To ease the financial burden on projects that have been bid for (nearly 50 GW), the association has suggested waiting for 18 months before implementing the BCD. It claims that the safeguard duty has escalated capital costs, and additional duty will throw a spanner into the government’s plan of attaining 100 GW of installed solar power capacity by 2022.
According to the letter, levying basic customs duty will have a cascading effect as increased costs will result in higher power purchase cost for DISCOMs, translating into higher tariffs for different end-users.
“Imposing two duties simultaneously on one product is not only unfair but also counterproductive to achieving the target of 100 GW of solar power by 2022. Consumers must benefit from affordable and clean power possible through solar energy – the imposition of duties and taxes would have a cascading effect on power costs and could adversely affect the health of DISCOMs,” said Shekhar Dutt, Director General of SPDA.

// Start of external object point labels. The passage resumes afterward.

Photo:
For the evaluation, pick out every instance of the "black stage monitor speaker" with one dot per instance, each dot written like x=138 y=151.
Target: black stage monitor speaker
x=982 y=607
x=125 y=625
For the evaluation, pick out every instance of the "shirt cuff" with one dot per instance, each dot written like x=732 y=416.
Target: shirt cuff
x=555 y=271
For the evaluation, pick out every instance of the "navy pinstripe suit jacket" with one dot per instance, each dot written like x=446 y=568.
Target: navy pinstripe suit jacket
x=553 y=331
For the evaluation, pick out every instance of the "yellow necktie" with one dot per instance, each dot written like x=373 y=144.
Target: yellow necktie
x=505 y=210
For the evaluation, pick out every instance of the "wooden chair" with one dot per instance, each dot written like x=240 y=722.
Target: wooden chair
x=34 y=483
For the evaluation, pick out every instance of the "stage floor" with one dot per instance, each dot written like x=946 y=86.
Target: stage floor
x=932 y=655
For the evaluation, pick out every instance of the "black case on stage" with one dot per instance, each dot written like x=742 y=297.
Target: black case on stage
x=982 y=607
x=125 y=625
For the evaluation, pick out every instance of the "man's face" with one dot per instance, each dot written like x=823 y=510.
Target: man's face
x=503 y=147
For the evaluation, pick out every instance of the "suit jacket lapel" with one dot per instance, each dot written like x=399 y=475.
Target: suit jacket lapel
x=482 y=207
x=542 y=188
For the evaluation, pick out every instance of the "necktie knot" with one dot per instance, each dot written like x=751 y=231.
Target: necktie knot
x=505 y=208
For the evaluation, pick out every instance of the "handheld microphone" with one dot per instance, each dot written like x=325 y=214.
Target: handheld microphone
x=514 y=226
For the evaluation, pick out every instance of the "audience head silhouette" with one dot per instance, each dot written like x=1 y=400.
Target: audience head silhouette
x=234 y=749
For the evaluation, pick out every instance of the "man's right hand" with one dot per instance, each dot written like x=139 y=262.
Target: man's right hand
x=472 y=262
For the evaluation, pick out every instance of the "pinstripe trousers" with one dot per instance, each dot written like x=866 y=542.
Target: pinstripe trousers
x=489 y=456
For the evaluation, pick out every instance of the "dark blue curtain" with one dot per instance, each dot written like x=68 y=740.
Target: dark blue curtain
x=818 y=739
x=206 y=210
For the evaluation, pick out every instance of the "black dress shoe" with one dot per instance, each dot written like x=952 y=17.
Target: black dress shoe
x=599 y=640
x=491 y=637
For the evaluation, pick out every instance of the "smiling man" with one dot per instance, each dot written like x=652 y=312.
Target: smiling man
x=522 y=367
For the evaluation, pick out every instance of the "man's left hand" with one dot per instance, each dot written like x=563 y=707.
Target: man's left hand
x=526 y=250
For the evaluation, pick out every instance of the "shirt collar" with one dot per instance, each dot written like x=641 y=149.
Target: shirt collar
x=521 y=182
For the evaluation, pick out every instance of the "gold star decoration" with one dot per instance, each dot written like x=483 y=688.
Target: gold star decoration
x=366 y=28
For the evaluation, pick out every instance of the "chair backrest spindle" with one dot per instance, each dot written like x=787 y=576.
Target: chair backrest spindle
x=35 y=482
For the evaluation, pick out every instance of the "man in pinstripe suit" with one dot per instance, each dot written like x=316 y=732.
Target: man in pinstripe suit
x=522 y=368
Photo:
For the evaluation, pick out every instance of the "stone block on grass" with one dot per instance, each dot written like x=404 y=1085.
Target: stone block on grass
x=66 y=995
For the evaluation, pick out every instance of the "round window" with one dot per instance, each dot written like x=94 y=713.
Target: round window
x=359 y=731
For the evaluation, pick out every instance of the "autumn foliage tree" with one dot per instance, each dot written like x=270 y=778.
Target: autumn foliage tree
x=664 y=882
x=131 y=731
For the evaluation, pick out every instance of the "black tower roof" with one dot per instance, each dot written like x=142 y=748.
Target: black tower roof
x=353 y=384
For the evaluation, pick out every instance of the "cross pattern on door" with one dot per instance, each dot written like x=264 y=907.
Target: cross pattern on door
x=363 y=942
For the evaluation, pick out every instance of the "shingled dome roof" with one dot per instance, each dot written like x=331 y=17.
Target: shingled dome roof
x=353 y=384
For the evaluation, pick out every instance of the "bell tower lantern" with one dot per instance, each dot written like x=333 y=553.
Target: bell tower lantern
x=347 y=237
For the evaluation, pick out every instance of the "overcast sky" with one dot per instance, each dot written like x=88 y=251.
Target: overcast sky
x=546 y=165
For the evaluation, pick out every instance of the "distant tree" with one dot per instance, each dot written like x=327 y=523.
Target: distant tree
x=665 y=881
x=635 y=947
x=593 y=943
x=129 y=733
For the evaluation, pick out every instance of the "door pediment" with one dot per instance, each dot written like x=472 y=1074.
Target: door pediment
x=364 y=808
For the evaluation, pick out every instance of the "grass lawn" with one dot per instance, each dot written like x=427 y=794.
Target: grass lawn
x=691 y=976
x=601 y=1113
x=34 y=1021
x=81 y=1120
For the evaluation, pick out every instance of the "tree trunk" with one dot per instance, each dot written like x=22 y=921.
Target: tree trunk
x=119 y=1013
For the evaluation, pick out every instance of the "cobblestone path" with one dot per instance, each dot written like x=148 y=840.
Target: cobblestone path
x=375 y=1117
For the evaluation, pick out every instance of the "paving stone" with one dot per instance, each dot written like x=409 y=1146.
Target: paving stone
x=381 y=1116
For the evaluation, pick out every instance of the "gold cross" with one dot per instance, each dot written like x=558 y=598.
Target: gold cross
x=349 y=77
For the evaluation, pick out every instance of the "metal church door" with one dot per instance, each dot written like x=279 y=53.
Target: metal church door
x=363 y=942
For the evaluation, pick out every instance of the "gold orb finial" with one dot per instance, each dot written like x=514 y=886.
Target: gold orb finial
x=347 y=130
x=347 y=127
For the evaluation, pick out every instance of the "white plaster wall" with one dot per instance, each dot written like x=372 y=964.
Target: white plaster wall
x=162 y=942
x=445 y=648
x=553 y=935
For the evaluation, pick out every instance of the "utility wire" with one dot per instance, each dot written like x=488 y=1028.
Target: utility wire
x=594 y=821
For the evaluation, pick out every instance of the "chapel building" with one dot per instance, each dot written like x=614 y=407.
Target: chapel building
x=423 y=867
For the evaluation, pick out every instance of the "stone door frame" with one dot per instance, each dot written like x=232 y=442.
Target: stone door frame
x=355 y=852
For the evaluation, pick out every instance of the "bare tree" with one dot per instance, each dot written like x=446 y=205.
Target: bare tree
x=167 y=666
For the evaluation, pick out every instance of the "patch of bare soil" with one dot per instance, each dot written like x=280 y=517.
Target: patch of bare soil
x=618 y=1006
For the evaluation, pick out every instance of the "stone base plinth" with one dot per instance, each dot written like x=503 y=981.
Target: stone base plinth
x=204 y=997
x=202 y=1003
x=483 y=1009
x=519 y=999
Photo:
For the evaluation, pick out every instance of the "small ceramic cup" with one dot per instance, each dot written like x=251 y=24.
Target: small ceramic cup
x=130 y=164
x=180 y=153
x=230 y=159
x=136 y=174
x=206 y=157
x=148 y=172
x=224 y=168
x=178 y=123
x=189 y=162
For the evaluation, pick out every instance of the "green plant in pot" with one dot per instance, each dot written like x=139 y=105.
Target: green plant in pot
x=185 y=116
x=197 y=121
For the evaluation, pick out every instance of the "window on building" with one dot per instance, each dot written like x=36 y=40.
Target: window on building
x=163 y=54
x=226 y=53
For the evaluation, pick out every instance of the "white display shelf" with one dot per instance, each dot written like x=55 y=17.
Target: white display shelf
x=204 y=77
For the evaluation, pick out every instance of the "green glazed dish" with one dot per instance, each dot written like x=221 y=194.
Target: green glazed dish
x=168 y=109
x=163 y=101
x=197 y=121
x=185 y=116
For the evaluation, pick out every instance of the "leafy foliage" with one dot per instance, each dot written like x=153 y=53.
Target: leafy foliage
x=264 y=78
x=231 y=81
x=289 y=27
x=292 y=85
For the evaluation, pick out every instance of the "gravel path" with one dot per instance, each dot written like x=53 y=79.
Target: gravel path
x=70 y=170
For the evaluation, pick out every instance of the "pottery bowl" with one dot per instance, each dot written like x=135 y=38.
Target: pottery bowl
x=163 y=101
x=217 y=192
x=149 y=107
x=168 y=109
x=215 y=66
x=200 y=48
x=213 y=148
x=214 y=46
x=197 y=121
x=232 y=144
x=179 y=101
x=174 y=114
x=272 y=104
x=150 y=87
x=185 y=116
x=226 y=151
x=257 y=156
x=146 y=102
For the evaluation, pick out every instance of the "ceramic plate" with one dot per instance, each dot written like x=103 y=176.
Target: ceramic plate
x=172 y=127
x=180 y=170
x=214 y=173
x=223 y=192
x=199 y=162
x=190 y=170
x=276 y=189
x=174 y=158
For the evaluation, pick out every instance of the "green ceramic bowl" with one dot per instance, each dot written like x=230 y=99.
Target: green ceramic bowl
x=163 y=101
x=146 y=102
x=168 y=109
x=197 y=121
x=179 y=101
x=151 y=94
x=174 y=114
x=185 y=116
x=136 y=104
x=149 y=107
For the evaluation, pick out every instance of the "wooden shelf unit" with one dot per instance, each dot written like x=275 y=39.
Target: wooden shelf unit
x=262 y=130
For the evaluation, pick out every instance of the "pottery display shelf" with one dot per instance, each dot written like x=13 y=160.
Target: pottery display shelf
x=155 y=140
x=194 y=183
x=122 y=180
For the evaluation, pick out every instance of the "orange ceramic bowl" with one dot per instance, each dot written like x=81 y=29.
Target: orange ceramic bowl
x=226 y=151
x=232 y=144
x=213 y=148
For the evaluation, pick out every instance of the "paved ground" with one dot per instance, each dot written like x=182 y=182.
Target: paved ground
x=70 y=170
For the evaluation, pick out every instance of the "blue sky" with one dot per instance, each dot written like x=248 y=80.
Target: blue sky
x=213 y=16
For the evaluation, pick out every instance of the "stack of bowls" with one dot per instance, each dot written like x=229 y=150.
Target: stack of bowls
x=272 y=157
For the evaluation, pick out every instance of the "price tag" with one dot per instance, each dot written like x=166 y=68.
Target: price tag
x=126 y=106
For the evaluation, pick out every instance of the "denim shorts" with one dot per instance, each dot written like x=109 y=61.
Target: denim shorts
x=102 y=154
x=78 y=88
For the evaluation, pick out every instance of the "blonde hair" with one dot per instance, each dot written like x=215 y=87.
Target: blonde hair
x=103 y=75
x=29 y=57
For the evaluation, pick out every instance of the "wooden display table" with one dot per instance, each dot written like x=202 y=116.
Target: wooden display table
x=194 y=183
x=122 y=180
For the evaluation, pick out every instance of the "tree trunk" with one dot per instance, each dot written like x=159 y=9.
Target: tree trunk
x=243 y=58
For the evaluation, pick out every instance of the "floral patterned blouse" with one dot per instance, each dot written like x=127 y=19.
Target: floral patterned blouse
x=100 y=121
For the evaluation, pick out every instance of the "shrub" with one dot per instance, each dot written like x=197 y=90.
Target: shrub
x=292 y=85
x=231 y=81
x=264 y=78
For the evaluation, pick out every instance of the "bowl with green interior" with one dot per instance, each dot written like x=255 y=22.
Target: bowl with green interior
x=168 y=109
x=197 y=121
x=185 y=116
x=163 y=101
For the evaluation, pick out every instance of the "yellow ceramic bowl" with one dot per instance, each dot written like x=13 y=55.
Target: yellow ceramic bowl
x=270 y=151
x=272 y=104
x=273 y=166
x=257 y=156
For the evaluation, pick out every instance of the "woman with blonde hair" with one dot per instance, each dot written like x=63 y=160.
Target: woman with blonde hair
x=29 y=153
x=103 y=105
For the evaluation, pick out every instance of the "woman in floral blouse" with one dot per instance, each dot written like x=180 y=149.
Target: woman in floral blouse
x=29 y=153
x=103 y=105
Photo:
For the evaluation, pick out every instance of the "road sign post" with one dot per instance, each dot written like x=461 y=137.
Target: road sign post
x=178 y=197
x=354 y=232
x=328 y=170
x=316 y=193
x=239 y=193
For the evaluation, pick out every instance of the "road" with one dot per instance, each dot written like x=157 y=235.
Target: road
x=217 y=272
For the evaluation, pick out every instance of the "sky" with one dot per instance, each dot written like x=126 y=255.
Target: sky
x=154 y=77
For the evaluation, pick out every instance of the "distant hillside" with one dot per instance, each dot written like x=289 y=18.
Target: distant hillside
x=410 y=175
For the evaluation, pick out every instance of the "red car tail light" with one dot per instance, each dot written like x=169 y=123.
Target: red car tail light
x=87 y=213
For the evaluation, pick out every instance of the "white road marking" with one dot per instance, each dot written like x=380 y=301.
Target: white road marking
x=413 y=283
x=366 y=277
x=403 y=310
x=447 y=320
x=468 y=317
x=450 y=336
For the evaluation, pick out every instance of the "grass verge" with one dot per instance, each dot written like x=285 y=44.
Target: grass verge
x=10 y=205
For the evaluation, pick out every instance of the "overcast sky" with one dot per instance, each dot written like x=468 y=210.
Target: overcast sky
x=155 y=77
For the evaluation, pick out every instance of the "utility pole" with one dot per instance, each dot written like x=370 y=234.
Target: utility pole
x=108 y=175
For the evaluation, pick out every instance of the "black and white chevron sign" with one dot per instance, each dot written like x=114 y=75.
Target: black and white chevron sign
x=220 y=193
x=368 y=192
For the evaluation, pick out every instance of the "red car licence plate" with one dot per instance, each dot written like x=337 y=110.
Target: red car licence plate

BCD’s impact in solar manufacturing is already visible as their operating costs have shot up, impacting their global competitiveness. According to the association, basic customs duty can result in cartelization as demand for PV equipment remains higher than domestic manufacturing capacity.
The association has recommended indigenization of the upstream part of the value chain, i.e., polysilicon, ingots, and wafers, representing 30-35% of the total cost. As these are still being imported, the imposition of BCD makes matters worse.
The association has further suggested that instead of 100% duty on imports, only incremental imports should be taxed since incremental capacity will dwindle with an increase in domestic capacity. Incremental capacity here refers to the modules uncatered by domestic manufacturers. This incremental capacity will taper down with an increase in domestic capacity. Additionally, more manufacturing linked tenders must be issued by the government to give a boost to domestic manufacturing in India, the association recommended.